Pity the fool. Pity poor Donald Trump. He really doesn’t have a clue.
I am going to make a liberal, left-wing suggestion that will outrage right-wing conservatives, but before you throw up your hands and condemn me, hear me out.
The problem with all of us smelly deplorables electing a non-professional politician as president of the Unites States is that the poor naïve schmuck actually seems to believe he is supposed to keep—or at least try to keep—his campaign promises. Trump doesn’t realize politicians just promise whatever they hell they want or must to get elected; nobody expects them to ever keep a promise, for goodness sake! What a joke.
Trump declared war on drugs on the campaign trail, and, most recently since his election, on opioids in particular. Now let’s see, which president since Richard Nixon (who coined the phrase in 1971) has not declared war on drugs? And how are we doing with that, America?
No one ever accused me of being the brightest bulb in the tanning bed, but I am smart enough to realize that after almost half a century of failing at something, it might be time to try another tactic. Call me an easily discouraged quitter, but that’s how I feel about it.
So I am going to suggest that we just give up—sort of—and legalize drugs; not only marijuana, but every damned thing that you can put in your body to alter or dim your consciousness.
Wait. Don’t go away angry. Listen to some well-known facts before you lose your temper.
Scientists who study such things say that approximately ten to fifteen percent of any population group anywhere in the world will be prone to some form of addiction, be it drugs, alcohol, gambling, whatever, and that percentage of the population will have that tendency no matter what. (Whether they all indulge their tendency or not is another matter.)
Approximately eight to ten percent of Americans are currently considered drug-addicted.
America spends approximately $30- to $100-billion (depending which source you choose to believe and how you calculate it) every single year on the war on drugs. That’s the cost you and I, the American taxpayer, pay to prevent the stuff getting in the country; to try and stop or eradicate it at its international source; to arrest and incarcerate people for selling and/or using it; to provide treatment for addicts; and for campaigns to discourage or prevent people (children, primarily) from starting down the dark road to addiction.
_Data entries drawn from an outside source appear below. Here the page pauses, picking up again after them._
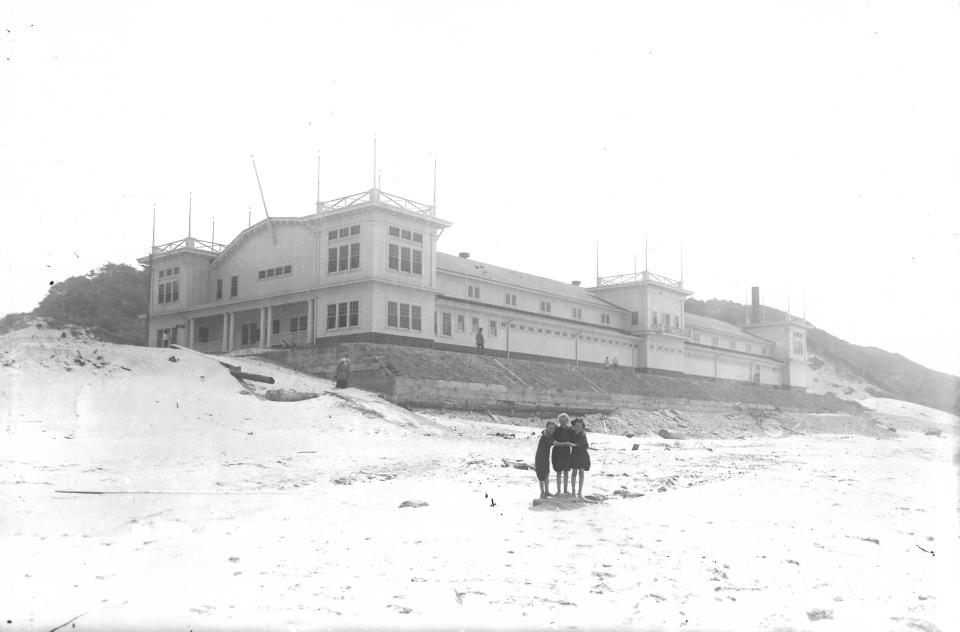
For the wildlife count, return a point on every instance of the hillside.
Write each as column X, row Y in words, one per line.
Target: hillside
column 110, row 300
column 853, row 371
column 107, row 302
column 151, row 473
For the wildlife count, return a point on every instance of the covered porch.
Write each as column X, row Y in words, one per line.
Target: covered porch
column 282, row 325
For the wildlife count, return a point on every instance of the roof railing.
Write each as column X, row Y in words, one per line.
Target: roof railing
column 638, row 277
column 376, row 195
column 189, row 243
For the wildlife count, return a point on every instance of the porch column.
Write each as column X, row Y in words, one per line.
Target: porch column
column 268, row 331
column 230, row 331
column 310, row 315
column 223, row 332
column 263, row 326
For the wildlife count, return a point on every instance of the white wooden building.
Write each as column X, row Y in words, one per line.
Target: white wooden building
column 366, row 268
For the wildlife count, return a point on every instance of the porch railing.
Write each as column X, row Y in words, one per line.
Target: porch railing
column 289, row 338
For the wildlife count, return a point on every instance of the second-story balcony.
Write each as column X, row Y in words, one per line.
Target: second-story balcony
column 638, row 277
column 189, row 243
column 376, row 196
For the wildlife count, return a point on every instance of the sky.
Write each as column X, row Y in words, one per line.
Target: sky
column 808, row 148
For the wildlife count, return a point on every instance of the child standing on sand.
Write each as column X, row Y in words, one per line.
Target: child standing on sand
column 579, row 458
column 561, row 451
column 542, row 460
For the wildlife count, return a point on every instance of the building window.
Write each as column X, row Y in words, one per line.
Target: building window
column 355, row 256
column 298, row 323
column 343, row 258
column 406, row 235
column 415, row 318
column 249, row 334
column 343, row 232
column 404, row 258
column 331, row 316
column 169, row 292
column 272, row 273
column 342, row 315
column 354, row 313
column 393, row 257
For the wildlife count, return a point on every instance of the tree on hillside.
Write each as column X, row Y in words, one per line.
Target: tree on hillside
column 110, row 298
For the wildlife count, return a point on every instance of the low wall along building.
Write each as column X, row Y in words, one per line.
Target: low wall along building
column 365, row 268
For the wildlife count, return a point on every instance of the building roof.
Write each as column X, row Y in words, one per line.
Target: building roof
column 696, row 321
column 505, row 276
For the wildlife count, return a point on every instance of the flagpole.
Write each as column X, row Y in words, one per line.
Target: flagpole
column 153, row 244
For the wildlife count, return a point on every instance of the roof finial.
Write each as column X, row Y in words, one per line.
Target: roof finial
column 318, row 181
column 646, row 254
column 434, row 183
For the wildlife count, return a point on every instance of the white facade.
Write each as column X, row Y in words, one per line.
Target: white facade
column 366, row 267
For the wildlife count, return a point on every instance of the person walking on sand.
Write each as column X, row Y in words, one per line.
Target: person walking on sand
column 343, row 372
column 542, row 459
column 561, row 451
column 579, row 457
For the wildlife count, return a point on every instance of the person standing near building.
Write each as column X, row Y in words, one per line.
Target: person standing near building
column 562, row 442
column 343, row 372
column 541, row 460
column 579, row 457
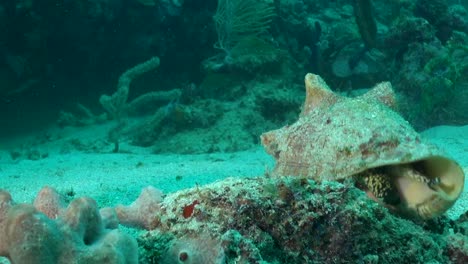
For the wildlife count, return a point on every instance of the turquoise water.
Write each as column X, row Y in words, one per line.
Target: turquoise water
column 101, row 98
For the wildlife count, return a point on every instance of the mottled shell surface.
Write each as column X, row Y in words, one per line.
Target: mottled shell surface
column 337, row 137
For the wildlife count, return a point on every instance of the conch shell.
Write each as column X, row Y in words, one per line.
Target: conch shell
column 364, row 138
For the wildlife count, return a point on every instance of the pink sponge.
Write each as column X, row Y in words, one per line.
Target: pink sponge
column 74, row 235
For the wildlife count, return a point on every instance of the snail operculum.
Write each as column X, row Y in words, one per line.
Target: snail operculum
column 425, row 189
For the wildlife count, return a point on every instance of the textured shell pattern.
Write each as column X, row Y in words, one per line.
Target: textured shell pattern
column 337, row 137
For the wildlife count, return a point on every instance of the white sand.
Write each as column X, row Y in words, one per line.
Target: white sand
column 118, row 178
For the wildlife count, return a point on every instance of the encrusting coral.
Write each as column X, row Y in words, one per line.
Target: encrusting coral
column 49, row 233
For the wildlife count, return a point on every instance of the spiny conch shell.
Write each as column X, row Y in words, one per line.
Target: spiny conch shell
column 364, row 138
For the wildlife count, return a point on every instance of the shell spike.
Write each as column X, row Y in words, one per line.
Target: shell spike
column 383, row 93
column 317, row 94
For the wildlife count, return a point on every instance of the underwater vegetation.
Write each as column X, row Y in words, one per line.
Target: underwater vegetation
column 220, row 53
Even at the low end, that’s a hefty chunk of change, but that price tag doesn’t include the ancillary costs: the over 63,000 (according to the CDC) dead from overdoses every year; the quotidian violence and murder in our city streets that destroys not only lives but entire communities; the 250,000 murdered in Mexico alone in the last ten years—more than 55 people a day is the estimate—to feed America’s hunger for addiction; the practically endless costs of less violent varieties of crime (burglaries and robberies); the costs, both in dollars and in human lives, of drug-impaired people driving in the car next to you, or just behind you, or coming toward you, every single time you get behind the wheel of your car.
Legalizing drugs would have several, almost immediate results.
It would drive the price down, which would put most local dealers out of business immediately.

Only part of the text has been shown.